La patience sera ton alliée face aux innombrables aléas de la vie nomade. La mort sera ton guide et la douleur ta compagne.

Un jour prochain, tu rencontreras Maya, cette magicienne aux cheveux de soie, aux yeux précieux comme le jade, à la peau douce comme le velours. Son parfum est comme un champ de fleurs, son baiser juteux comme la cerise, et son amour enivrant comme un vieux rhum. Tu la reconnaîtras du premier coup si tes sens sont en alerte. Elle est la déesse des apparences, aussi prends garde à toi. Elle voudra t'entraîner sur des chemins tortueux, semés d'embûches.

La richesse n'implique pas plus le bonheur, que l'étang où miroite la lumière ne contient le soleil. Rien n'est plus insupportable qu'une prison dorée, rien n'est plus précieux que la liberté du pèlerin.

Quand tu seras riche, tu envieras la simplicité du mendiant. Quand tu seras perdu dans les couloirs de ton palais, tu voudras connaître la rusticité de sa cabane. Quand tu auras goûté aux mets les plus délicieux, tu souhaiteras connaître la saveur de sa soupe. Quand tu hésiteras à choisir dans ta garde-robe, tu désireras l'anonymat de son haillon. Quand tu courras à travers le monde dans ton carrosse, tu le regarderas marcher avec envie.

Mais je n'entendais plus ses paroles. Elles résonnaient dans ma tête comme sur un tambour. Son regard me
fascinait.

Tiens, me dit-il, je te donne cette amulette.

Il avait sorti des doublures de sa robe un pendentif d'ivoire finement sculpté.

Elle te portera chance, continua-t-il. Elle est le symbole de l'Absolu.

Je restais abasourdi. Il déposa l'objet dans mes mains sans que je puisse refuser. Je tentai de le remercier, mais je ne parvenais qu'à balbutier des mots sans suite. Je restais là longtemps sans savoir que faire. J'avais perdu la notion du temps du temps. Peu à peu, la torpeur me gagna.

Le train freina brusquement.

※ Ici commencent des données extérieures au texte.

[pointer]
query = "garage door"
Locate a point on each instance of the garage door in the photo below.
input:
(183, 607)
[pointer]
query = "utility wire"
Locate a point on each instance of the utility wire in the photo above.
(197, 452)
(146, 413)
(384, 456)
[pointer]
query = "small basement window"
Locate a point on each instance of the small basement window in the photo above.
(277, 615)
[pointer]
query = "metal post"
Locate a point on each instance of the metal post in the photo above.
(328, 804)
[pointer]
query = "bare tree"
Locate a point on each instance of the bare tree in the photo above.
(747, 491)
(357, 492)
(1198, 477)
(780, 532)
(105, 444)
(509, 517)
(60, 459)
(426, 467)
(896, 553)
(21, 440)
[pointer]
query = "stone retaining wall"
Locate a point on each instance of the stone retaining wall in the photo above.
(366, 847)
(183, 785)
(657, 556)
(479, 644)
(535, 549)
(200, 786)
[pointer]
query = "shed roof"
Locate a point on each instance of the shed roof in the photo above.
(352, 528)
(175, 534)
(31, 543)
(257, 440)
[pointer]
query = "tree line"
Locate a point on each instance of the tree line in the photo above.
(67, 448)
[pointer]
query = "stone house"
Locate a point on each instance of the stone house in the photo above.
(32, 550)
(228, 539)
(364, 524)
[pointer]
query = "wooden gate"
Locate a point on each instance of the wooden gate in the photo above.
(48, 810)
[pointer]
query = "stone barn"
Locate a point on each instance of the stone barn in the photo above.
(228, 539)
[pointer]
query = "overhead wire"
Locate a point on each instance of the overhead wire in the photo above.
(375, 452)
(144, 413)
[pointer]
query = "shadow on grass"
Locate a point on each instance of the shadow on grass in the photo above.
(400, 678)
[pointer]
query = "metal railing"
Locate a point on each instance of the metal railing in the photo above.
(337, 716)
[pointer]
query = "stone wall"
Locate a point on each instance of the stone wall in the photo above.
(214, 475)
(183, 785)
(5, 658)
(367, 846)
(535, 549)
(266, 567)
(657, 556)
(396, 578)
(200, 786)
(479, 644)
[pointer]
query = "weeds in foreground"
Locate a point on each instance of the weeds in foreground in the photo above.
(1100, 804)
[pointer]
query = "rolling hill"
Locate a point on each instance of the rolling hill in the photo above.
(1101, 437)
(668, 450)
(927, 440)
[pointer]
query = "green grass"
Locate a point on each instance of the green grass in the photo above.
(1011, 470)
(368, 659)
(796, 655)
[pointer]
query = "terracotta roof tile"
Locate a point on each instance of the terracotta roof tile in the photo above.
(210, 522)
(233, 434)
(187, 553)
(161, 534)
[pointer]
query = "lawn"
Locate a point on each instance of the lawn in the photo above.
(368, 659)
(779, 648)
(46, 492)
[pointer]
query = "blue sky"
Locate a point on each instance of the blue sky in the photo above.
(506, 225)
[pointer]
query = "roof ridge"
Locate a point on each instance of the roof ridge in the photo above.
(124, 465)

Je tombais de la banquette où je m'étais endormi. Le moine avait, disparu et j'étais entouré d'une foule de gens prévenants, prêts à m'aider. Comme un automate, je me relevai, les remerciai d'un mot, l'esprit gagné par une appréhension indéfinissable. Je pris mon sac de voyage et je me retrouvai sur le quai, engourdi et décontenancé. J'étais arrivé à destination.